Source : Théâtre de la Bastille (
http://www.theatre-bastille.com)
Apparence :
Compagnie TG STAN Metteur en scène
Texte : Tg Stan : Stan est composé de quatre acteurs permanents. Par contre, pour chaque production, d'autres acteurs sont engagés. Mais du moment où ils travaillent avec nous : ils sont Stan. Souvent ce sont des gens avec lesquels nous lions des affinités.
Un étudiant : Comment en êtes-vous venus à monter ces deux versions d'Antigone ?
Stan : Nous avions envie de créer quelque chose en France, à Toulouse, de travailler à partir d'un écrivain français. Cocteau nous a saisi par son coté court, net, son langage très simple, très comprimé. En lisant sa pièce on a pensé : « c'est beau, beau et cela prend vingt minutes ».
Pour Anouilh ce fut une rencontre : celle de la différence dans la narration d'une histoire.
Quand on rencontre un texte, c'est toujours un hasard, une envie très directe. Il faut que cela soit très lié au moment, à notre envie de raconter.
Une étudiante : Etablissez-vous une trame scénique ?
Stan : Pour tous nos spectacles il y a un travail scénique, une mise en espace. Pour Cocteau nous avons respecté en miniature les entrées et les sorties indiquées dans la pièce de Sophocle. Pour la pièce d'Anouilh nous avons divisé la scène en six plans. Le moment du premier dialogue entre Créon et le garde doit se positionner au plus près du public, c'est à dire au premier plan de notre découpe. Ce moment passé les déplacements sont libres.
Un étudiant : Ce qui est impressionnant dans votre jeu c'est la gamme des registres. Quel est le rôle du spectateur dans votre conception du théâtre ?
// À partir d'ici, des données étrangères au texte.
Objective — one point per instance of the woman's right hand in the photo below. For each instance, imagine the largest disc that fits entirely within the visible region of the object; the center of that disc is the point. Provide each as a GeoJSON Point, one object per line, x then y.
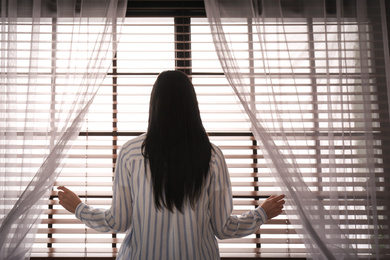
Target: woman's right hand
{"type": "Point", "coordinates": [273, 206]}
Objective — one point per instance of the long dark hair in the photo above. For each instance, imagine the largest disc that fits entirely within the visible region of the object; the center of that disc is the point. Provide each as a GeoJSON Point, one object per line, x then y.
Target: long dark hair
{"type": "Point", "coordinates": [176, 143]}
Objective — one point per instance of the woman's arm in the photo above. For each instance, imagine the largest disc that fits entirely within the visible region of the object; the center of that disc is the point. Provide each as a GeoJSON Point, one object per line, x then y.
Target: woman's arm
{"type": "Point", "coordinates": [115, 219]}
{"type": "Point", "coordinates": [225, 224]}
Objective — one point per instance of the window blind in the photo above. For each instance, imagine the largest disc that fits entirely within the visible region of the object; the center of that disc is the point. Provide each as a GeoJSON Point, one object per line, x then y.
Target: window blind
{"type": "Point", "coordinates": [120, 112]}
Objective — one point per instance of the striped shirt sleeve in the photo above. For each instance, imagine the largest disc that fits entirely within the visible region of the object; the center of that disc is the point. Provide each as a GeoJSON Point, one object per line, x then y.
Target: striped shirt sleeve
{"type": "Point", "coordinates": [118, 217]}
{"type": "Point", "coordinates": [226, 225]}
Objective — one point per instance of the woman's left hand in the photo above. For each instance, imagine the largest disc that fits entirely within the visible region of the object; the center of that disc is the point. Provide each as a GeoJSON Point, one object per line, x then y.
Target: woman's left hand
{"type": "Point", "coordinates": [68, 199]}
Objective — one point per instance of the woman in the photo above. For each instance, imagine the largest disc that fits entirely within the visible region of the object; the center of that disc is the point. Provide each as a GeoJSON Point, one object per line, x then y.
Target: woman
{"type": "Point", "coordinates": [172, 193]}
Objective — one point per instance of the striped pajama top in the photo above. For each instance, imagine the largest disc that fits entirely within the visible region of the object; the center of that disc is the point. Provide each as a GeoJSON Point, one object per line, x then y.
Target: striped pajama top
{"type": "Point", "coordinates": [161, 234]}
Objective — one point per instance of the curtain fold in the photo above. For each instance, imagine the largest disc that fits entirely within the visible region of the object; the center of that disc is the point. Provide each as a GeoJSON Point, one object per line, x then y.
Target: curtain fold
{"type": "Point", "coordinates": [54, 56]}
{"type": "Point", "coordinates": [303, 74]}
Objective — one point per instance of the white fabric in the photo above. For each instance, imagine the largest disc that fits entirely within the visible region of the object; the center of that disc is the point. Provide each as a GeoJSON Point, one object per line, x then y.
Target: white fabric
{"type": "Point", "coordinates": [318, 225]}
{"type": "Point", "coordinates": [161, 234]}
{"type": "Point", "coordinates": [52, 63]}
Stan : Nous voulons être au maximum ouverts et transparents vers un public toujours différent. Pour le spectacle « Antigones » nous avons toute une série d'adresses au public. Pour nous, il n'y a pas de quatrième mur. Nous travaillons dans le domaine du spectacle vivant et nous voulons sentir le souffle du public.
Stan : Nous aimons respirer le souffle que le public nous offre.
Une étudiante : Vous êtes toujours très présents sur scène même dans les moments où vous ne jouez pas.
Stan : Nous travaillons sans metteur en scène, nous devons donc observer comment chaque scène se déroule sur le plateau. Pour nous, chaque soir est une peinture nouvelle. La pièce est remise en discussion chaque jour.
Un étudiant : Pouvez-vous nous raconter une séance de travail ?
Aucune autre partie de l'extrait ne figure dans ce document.